Schneier on Security

Clive Robinson • October 25, 2024 11:12 AM

Any real difference between it and the Digital Watermarking that failed in the 1990′?

By the sound of it it is very little different to the variation of “Low Probability of Intercept”(LPI) systems they tried and failed to get working in the 1990’s for Digital Watermarking of Pictures, Sound,and Audio files.

The “secret sauce” this time is the use of encryption to provide “psudo-random” for token sekection.

Think if you will as “words from a dictionary” being the same as “letters from an alphabet”. The word or letter is a token from a limited subset of the dictionary or alphabet at each step.

The trick is to have say two or more words of equiprobablity for each step.

The problem is that the words are very very far from independent of each other at each step.

That is each word is in effect selected by the previous words on so many different spectrums/vectors that it could easily boil down to only a single word after as little as five preceding words.

Spotting such word sequences and the random weighting depends on how much your detector predicts word sequences.

In a way it’s a form of frequency analysis that was the earliest of known crypto attacks.

Whilst detecting the “syndrome” or “distinguisher” being present will not be that hard in a simple system. The question is can it be “fully removed” without leaving a trace in some spectrum.

My gut feeling on this based on previous experience of designing matched filter systems to remove non random artifacts (man made as opposed to natural noise) is that you will get an exponential cost. That is removing the first 50% will cost the same as the next 25% and the same again for the next 12.5% or worse. Each step there will be residual trace that can be shown if you know the “secret key” that defines the pseudorandom signal.

Clive Robinson • October 26, 2024 7:24 AM

@ Morley,

With regards,

“Maybe something involving fingerprinting.”

What you are trying to do is actually quite hard.
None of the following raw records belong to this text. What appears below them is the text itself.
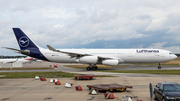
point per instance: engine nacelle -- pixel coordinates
(89, 59)
(110, 62)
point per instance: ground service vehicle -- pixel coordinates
(167, 91)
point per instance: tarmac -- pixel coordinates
(30, 89)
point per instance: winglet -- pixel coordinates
(52, 49)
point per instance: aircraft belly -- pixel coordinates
(61, 59)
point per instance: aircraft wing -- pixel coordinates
(8, 60)
(77, 54)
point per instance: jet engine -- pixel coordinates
(89, 59)
(110, 62)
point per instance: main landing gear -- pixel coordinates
(159, 67)
(91, 67)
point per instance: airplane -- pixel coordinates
(111, 57)
(17, 60)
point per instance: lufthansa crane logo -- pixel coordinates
(24, 41)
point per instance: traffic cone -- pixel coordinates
(37, 78)
(79, 88)
(68, 85)
(109, 95)
(93, 92)
(43, 79)
(51, 80)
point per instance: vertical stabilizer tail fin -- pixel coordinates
(23, 40)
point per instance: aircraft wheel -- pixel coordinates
(93, 68)
(159, 67)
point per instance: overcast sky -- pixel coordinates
(93, 23)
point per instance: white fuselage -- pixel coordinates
(125, 55)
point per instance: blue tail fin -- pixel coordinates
(23, 40)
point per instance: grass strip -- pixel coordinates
(167, 72)
(33, 74)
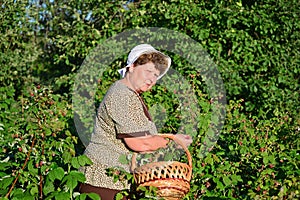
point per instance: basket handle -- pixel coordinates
(172, 137)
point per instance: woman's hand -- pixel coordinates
(185, 139)
(146, 143)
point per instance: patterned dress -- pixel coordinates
(121, 114)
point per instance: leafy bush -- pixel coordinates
(254, 44)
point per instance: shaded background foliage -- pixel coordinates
(255, 45)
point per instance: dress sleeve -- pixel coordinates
(126, 111)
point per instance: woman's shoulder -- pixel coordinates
(118, 90)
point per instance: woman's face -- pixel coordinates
(143, 77)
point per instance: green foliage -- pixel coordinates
(254, 44)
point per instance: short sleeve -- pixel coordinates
(125, 109)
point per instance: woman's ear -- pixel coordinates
(131, 68)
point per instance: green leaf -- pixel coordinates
(57, 173)
(62, 196)
(84, 160)
(75, 162)
(94, 196)
(226, 180)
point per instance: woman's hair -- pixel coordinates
(160, 62)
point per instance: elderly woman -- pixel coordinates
(123, 122)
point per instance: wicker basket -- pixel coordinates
(171, 178)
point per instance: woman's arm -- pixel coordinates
(146, 143)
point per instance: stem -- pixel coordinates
(23, 167)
Which is add “traceable forensics” which is of the tangible physical world, to the intangible information world.

Like adding oil to water, unless you do it right they are very easy to separate to a point where any measurement is meaningless within the noise.
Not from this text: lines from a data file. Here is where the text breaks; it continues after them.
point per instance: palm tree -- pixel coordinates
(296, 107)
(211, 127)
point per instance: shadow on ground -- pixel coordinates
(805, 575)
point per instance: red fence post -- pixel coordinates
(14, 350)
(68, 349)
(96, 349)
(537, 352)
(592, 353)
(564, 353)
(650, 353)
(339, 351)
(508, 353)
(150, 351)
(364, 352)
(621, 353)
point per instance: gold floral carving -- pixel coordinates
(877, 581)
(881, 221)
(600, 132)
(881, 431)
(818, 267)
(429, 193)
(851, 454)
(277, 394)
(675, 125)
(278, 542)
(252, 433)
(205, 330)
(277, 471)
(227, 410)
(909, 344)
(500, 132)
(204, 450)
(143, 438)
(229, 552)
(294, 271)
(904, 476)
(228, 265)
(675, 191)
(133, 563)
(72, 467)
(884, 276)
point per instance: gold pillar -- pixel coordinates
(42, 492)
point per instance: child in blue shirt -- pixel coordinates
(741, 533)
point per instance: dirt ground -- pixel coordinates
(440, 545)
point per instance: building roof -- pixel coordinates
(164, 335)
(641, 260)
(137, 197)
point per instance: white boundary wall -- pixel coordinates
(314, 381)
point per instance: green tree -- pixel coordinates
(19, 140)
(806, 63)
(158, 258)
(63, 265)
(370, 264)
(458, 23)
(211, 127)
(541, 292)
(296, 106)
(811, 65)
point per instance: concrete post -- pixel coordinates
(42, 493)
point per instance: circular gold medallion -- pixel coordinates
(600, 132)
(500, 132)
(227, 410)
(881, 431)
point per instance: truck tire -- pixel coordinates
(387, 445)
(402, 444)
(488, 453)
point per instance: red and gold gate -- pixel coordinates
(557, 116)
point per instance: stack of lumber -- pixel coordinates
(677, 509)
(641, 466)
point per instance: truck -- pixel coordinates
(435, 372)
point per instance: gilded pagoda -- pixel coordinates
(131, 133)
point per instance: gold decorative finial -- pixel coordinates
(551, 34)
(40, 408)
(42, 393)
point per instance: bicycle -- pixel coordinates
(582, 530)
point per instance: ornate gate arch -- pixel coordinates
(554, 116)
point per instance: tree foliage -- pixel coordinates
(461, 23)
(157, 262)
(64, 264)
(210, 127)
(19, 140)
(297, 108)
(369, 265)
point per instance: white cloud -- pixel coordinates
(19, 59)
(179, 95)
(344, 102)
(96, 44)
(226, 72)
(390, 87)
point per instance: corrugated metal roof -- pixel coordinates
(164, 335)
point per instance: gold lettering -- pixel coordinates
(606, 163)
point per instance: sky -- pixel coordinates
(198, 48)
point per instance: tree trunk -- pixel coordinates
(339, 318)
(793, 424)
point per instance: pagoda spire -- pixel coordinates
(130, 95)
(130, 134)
This is because information has no actual physical component that is no matter or energy thus forces etc to be measured. The physical component comes from the matter/energy that the information is impresses onto or modulates and “the coding method used”.
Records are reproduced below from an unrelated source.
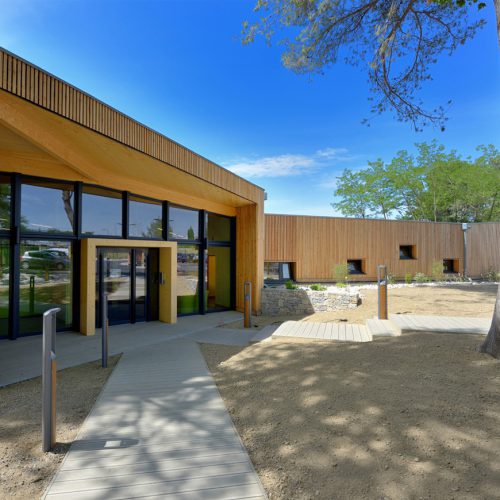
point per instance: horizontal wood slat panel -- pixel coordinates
(31, 83)
(317, 244)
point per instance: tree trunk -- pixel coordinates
(491, 345)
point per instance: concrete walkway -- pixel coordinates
(21, 359)
(159, 430)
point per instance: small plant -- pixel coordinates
(341, 273)
(490, 275)
(437, 270)
(421, 278)
(317, 287)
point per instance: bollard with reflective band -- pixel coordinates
(382, 292)
(105, 331)
(247, 292)
(49, 374)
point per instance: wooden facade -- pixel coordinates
(314, 245)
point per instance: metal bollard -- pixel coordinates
(382, 292)
(247, 297)
(49, 373)
(105, 331)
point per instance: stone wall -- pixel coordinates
(280, 301)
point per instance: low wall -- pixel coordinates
(280, 301)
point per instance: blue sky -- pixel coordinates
(180, 68)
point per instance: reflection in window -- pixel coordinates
(187, 279)
(47, 207)
(218, 278)
(101, 212)
(183, 224)
(218, 228)
(4, 286)
(45, 282)
(145, 218)
(4, 203)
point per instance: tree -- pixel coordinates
(397, 42)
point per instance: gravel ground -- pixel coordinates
(475, 301)
(400, 418)
(24, 469)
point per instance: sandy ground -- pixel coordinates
(24, 469)
(400, 418)
(475, 301)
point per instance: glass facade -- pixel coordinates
(45, 281)
(101, 212)
(4, 286)
(4, 203)
(188, 264)
(218, 228)
(145, 218)
(52, 216)
(47, 207)
(183, 224)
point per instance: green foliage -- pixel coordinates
(491, 275)
(341, 273)
(395, 42)
(421, 278)
(433, 185)
(317, 287)
(437, 270)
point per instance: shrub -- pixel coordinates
(341, 273)
(317, 287)
(421, 278)
(437, 271)
(490, 275)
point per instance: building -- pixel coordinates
(93, 202)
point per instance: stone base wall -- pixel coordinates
(280, 301)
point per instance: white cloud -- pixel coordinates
(288, 164)
(274, 166)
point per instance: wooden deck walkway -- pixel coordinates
(311, 331)
(159, 430)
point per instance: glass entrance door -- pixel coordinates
(129, 277)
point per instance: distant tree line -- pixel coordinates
(432, 185)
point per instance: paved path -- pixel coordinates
(21, 359)
(159, 429)
(310, 331)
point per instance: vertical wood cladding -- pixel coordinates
(317, 244)
(31, 83)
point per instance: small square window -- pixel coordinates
(355, 266)
(407, 252)
(450, 266)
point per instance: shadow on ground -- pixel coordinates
(402, 418)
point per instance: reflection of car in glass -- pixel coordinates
(45, 259)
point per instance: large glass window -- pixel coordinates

So to “fingerprint information” has to be done by information to information, and they both have to have certain properties for it to work.

The first such property that is essential is “redundancy” within the base information (not it’s coding) and that is not always consistent in it’s availability[1]. In fact all to often there is not sufficient “redundancy” but “complexity” and that can be distinguished in a way that facilitates it’s removal or negation.

The second essential property is there has to be some form of “reliable distinguisher” in the fingerprint otherwise it’s presence is not going to be found on examination or is going to be open to challenge.

There are other essential features but the problems of these two alone are probably enough to stop any “general fingerprinting” system in current Generative AI output.

The fact is we have a clear indicator this is likely to be so. Students have been accused of using Generative AI to write coursework. On testing the systems that “find traces of AI” they all have significant failings and challenges through legal processes have been started.

Educational establishments, tend to be good targets for taking legal action against. Because they tend to have a lot of fixed assets like building land and patents, but little in the way of available assets to pay for decent legal representation.

It’s likely that “AI spoting AI” or similar systems we currently see will be sufficiently discredited in the not to distant future that like the 1990’s DRM watermarking they will quickly become “forgotten” like many other bad ideas… Thus lurk just waiting to be “re-invented” in a couple of decades or so. Such is the history of crime, charlatans and their con and snake oil systems.

[1] It’s seen as “fairly easy” to find redundant information in a picture of a forest, but how about the oldest “trade mark” of a red triangle on a pale coloured background? You only have two colours, and three edges that have a fixed ratio to each other to play with. The next obvious thing is scale but you don’t have a reference to work against. So the next thought is make the edges slightly fuzzy by adding noise or dither and hiding your fingerprint in there… Only it’s way to easy to remove. Have a look through the 1990’s papers on “Digital Rights Management”(DRM) additive watermarking schemes. They were all to fragile and not universal enough thus failed. In part this was because the human senses had so much error correction that simple blanketing or distorting techniques could be used to bury any DRM watermarks to uselessness by using just random noise and distortion that had no relationship to the watermarking coding. You will find this still holds true for any current type of Generative AI output. So your “finger print” gets smudged and distorted beyond the point where it is usable.